If you are getting air each time, and its not getting in anywhere, then you don't need to do any special bleeding techniques. You will eventually get it all out. If its getting in after bleeding, then nothing will get it all out until you fix the problem.
 
I know it doesn't make sense, but the smaller compartment is the one for front.:waytogo:
OK, I have knowledge of all different brands and models of vehicles. Problem is, keeping them all straight.
So, some of this may be wrong.....

Depending on the year, they are right in that either the switch on the emergency brake pedal or the proportioning valve will turn on that light.

Easy way to make sure. With the key on, and the brake light out, lightly press the E-brake and see if the light comes on.
A weak return spring can let the pedal move far enough due to its weight to turn the light on sometimes.
Quick test for that is to disconnect that switch and see if the problem stops.

Some vehicles also have a fluid level switch that will turn on a light. But you will see some wires going to the master cylinder if you have that switch.

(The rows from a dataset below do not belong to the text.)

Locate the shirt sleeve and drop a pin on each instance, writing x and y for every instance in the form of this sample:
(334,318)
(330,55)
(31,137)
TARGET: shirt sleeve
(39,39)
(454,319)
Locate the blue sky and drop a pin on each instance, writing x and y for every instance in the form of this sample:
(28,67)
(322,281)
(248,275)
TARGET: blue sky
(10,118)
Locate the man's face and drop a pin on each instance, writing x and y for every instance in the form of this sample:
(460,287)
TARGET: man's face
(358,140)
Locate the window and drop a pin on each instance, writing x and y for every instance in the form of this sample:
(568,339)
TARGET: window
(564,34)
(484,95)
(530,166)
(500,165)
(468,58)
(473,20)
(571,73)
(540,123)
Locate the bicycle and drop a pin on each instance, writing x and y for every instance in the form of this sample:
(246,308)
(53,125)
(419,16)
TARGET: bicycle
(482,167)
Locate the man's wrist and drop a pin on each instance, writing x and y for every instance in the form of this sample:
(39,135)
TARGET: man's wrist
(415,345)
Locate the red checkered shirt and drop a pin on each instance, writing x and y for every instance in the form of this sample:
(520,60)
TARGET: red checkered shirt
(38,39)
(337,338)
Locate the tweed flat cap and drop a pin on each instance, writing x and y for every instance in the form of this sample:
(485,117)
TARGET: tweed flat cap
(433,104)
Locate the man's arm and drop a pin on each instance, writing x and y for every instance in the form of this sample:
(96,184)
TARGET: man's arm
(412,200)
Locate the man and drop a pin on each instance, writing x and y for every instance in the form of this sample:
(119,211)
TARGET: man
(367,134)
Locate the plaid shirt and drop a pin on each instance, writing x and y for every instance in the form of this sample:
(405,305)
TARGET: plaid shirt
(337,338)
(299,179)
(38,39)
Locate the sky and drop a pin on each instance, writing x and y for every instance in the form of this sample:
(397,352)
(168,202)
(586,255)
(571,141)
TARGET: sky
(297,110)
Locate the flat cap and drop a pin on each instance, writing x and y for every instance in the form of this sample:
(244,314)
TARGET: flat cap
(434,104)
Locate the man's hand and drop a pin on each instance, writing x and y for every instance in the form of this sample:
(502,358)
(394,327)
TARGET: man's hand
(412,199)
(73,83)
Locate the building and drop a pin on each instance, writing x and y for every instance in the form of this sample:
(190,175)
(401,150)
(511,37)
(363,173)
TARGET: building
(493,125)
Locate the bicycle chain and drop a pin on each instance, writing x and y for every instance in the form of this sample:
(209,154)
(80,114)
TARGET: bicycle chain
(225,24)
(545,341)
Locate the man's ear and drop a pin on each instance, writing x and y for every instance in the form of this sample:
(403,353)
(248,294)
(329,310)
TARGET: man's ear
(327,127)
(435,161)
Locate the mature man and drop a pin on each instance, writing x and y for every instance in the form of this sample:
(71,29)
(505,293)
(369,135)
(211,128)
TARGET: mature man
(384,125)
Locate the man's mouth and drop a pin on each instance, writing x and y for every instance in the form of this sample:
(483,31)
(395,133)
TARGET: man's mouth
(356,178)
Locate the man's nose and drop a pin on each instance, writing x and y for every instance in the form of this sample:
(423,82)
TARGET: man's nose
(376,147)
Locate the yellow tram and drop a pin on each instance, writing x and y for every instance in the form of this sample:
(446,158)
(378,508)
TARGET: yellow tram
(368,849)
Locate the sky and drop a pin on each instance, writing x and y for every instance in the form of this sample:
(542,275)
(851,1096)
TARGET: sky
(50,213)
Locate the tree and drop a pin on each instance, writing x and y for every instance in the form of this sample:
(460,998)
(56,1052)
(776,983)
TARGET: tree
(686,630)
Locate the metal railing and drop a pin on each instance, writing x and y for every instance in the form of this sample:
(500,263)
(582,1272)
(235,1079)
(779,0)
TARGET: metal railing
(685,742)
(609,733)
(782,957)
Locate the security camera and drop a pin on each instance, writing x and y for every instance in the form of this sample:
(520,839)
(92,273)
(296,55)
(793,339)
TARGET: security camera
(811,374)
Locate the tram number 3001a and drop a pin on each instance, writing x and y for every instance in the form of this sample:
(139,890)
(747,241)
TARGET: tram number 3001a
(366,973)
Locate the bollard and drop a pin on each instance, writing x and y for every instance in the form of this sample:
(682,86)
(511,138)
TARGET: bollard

The proportioning valve switch is a spring loaded piston with a reduced center that a spring loaded plunger sits in.
When you step on the brakes, the piston sees pressure from both the front and back brake lines.
As long as they are about equal in pressure and flow, the piston stays centered. If there is a big difference like with a burst line or bubbles on one side, it moves over and the plunger pushes up and turns on the light.

Again easy to check. When the light turns on, stop the truck, and with the light still on, unplug the wire on the valve. If the light goes off, then that is the switch that is turning it on.

Now, working from memory, the bigger chamber of the MC is for the front brakes, since the caliper diameter is about 3 inches across, and the rear cylinder is about 3/4 inch.
Takes lots more fluid.

Plus, if the rear adjusters are working, then the rear cylinder take the same amount of fluid each time. Since the adjusters move the other end of the shoes apart and the cylinder pistons should move the same amount.

The front calipers take much more fluid per amount of travel since they are so much bigger than the rear.
Plus, when the pads are new, the pistons are almost all the way in. As they wear, they move out and stay out.
So more fluid is required.

Again its easy to check. Take the top off the MC, have some one watch it, while you stick a prybar in the inspection hole of the caliper and pry the pad back toward the piston pushing the piston back slightly.
As soon as it moves, there will be a little geyser in whichever chamber is hooked to the front.
Don't move it much, or you will get a light when you hit the brakes next time.

Next, hit the brakes a few times to get everything bottomed out. Release the brakes, have someone watch the fluid with the top off.
Press the brakes hard, hold for a second and then let them off.
If you have air in a line, you will see a gusher in that chamber as the air expands and pushes the fluid back into the MC.
You might see a small movement with no air, but if there is air its fairly obvious.

Next, if you have air in any lines, make a note of which line has the has the air. That will help you pinpoint where its coming from.

For instance, if the left front is the one each time, then the problem is between the dividing point and the caliper. So, check the fittings, bleeder screw, and flex line.
If those are good, it might be getting sucked back around the piston seals.

If its in both front lines, then the problem is going to common to both lines. MC, prop. valve, fittings.

If you are getting air each time, and its not getting in anywhere, then you don't need to do any special bleeding techniques. You will eventually get it all out. If its getting in after bleeding, then nothing will get it all out until you fix the problem.